Santino tem essa dualidade: é muito prático nas coisas materiais, mas se apega também ao misticismo e aos encantamentos. Lembrando um pouco o discurso de Estamira (no filme de Marcos Prado), ele se diz “controlado” por alguma instância invisível. Acredita que estamos próximos do apocalipse, mas ao mesmo tempo anuncia que o futuro é promissor. Sua mística tem um cunho progressista: “Estamos vivendo num plano-escola para aprender a construir um mundo melhor”.
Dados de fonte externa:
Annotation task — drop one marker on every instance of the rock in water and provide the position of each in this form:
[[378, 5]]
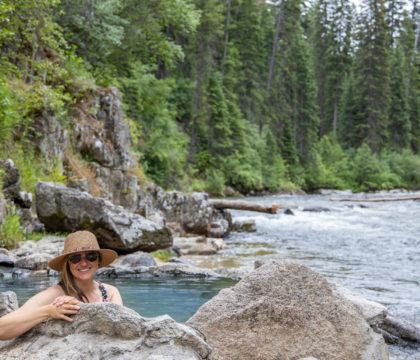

Típico personagem que parece à espera de um documentarista, Santino compartilha sua curiosidade pelas coisas naturais e espirituais. Tal como Dominguinhos da Pedra, ele também recebe estudantes em seu roçado. Recomenda aos jovens o cuidado com o meio-ambiente, do qual todos dependemos.

Santino, o filme, não chega a acrescentar muitos tijolos à filmografia do diretor. É basicamente um documentário de escuta, quase tão modesto quanto o entorno do personagem. A trilha sonora da dupla O Grivo, como sempre, dialoga estreitamente com o jeito poético de Cao ao enquadrar as epifanias mínimas do mato, do fogo e da labuta. O ato de coar um café ou uma traquitana pendurada em qualquer lugar podem ser tão importantes quanto um grand finale. Santino e Cao, no fundo, se parecem.

>> Santino está nos cinemas em S. Paulo.